"See that house? The one with the tower? That's the Crowningshield place."
Ana peered closely. They were downstairs, in the front room occupying one corner of the museum. It might have once been a kitchen. Before them lay a sprawling, intricately painted, glassed-in diorama. It stretched nearly from wall to wall, with just enough space on either end for a viewer to squeeze by.
"This is the town as it was in the 1880s," Violet explained. "The Crowningshield estate was brand new. Of course, back then, it was still called Butler's Point. The Butler family had always lived there. They built a lovely hotel, which sadly burned down, and before that, the first excursion boats to the island landed at Butler docks.

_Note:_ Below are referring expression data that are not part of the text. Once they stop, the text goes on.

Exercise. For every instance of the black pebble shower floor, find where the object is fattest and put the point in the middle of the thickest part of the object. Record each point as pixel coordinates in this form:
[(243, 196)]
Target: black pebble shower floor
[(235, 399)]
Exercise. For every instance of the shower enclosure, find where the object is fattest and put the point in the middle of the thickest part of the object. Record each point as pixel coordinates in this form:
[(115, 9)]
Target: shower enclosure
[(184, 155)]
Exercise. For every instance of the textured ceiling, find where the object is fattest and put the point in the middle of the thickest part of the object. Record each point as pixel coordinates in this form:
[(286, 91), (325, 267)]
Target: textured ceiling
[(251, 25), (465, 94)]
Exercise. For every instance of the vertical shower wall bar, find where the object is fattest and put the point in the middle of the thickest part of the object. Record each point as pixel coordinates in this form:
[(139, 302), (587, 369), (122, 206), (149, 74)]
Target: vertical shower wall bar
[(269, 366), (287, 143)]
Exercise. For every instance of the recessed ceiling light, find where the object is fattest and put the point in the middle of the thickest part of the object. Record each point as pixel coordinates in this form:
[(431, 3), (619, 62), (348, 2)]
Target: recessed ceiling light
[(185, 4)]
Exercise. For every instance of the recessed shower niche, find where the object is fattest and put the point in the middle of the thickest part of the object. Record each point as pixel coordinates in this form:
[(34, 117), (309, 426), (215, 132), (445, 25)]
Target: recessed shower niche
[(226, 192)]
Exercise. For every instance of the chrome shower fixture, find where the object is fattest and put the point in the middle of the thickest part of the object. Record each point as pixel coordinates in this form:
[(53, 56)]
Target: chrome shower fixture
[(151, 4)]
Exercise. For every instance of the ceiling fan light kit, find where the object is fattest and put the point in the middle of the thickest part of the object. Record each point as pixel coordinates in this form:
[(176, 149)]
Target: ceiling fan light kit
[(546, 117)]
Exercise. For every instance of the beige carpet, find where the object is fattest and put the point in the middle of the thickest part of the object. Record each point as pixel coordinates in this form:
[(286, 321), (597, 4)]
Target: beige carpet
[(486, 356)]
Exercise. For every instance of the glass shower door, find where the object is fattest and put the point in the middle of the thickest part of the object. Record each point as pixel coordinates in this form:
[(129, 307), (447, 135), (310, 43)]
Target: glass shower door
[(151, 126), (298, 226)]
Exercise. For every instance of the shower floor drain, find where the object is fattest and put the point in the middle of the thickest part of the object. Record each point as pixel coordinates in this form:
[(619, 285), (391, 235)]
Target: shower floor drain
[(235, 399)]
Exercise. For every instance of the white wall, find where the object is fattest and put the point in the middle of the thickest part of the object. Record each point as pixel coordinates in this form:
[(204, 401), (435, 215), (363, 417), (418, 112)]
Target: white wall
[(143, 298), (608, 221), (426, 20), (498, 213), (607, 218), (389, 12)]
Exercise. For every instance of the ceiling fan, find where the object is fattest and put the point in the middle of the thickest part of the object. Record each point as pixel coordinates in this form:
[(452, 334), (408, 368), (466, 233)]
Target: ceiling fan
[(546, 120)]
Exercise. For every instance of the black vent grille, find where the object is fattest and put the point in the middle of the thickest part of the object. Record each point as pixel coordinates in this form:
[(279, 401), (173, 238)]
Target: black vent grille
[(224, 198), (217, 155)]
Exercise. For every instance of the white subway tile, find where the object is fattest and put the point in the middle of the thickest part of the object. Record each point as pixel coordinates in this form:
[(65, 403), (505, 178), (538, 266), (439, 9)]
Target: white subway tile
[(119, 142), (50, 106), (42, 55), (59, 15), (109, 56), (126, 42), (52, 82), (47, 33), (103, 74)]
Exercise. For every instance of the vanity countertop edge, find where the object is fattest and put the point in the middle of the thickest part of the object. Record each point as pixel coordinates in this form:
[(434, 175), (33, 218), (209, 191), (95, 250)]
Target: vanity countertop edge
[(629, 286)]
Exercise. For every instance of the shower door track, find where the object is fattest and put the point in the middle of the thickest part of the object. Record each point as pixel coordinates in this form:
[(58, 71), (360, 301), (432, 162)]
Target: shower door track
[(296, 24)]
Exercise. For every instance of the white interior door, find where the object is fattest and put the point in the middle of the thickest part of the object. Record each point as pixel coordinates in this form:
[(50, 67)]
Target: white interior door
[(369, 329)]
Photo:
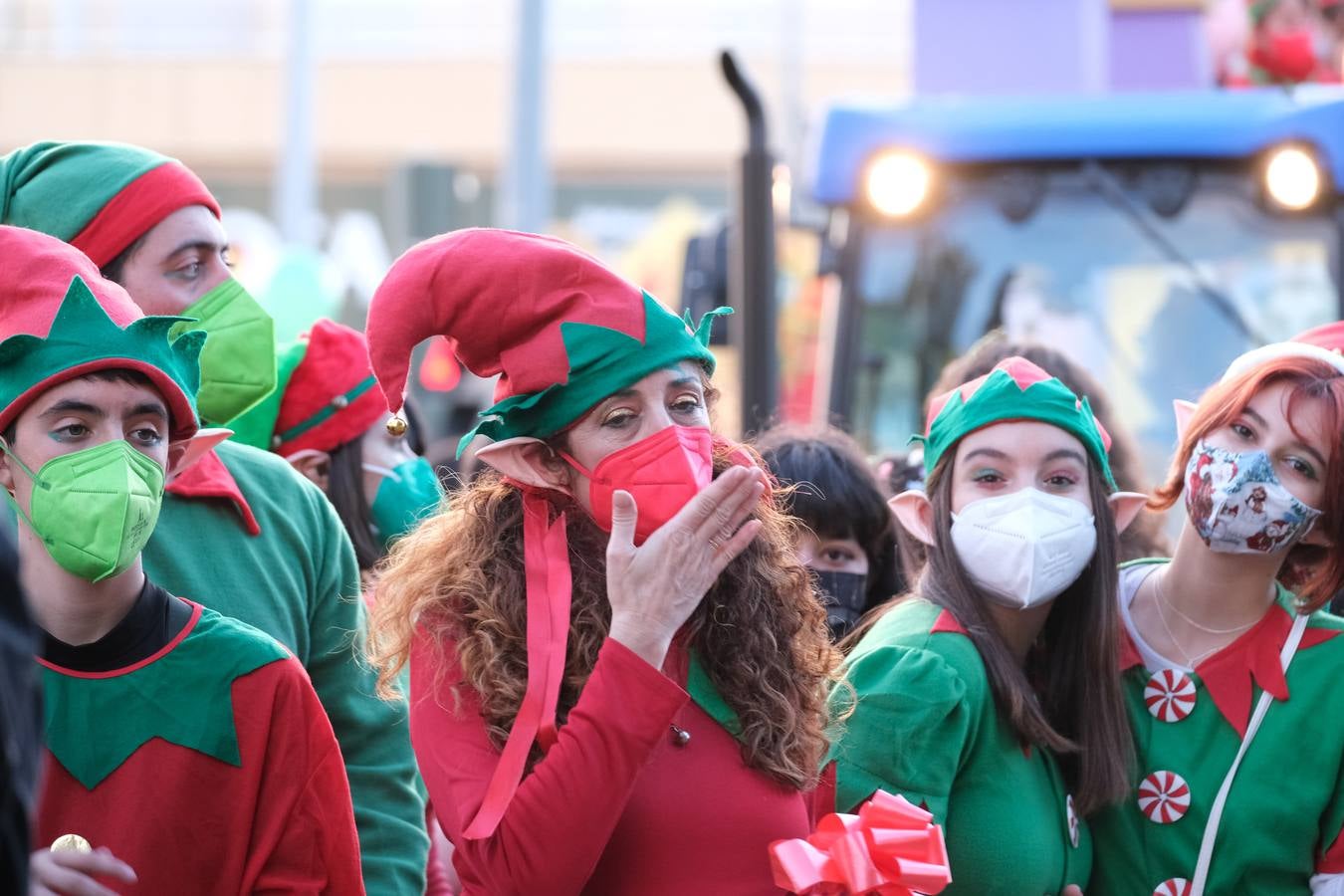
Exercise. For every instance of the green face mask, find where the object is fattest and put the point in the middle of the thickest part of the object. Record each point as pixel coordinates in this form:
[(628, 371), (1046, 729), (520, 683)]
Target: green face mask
[(238, 361), (407, 495), (95, 510)]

They ran the first stagecoach tavern. When Judge Butler died, in 1909, the family sold the entire Point to Charles Crowningshield. He did a lot of fix-up on that old place. Queen Anne Victorians, you see, were no longer in vogue."
Ana stared down at the tiny, intricately constructed world. Tiny houses, tiny sailboats and tiny paddle steamers, a tiny locomotive, cotton smoke streaming from its tiny smokestack, huffing its way down a tiny grade into the village. A tiny, horse-drawn dray, its tiny driver urging two tiny horses down a tiny country lane, delivering tiny goods to a tiny market. Everything was in perfect proportion; late nineteenth century America in miniature.
"Incredible," Ana whispered. "Such detail."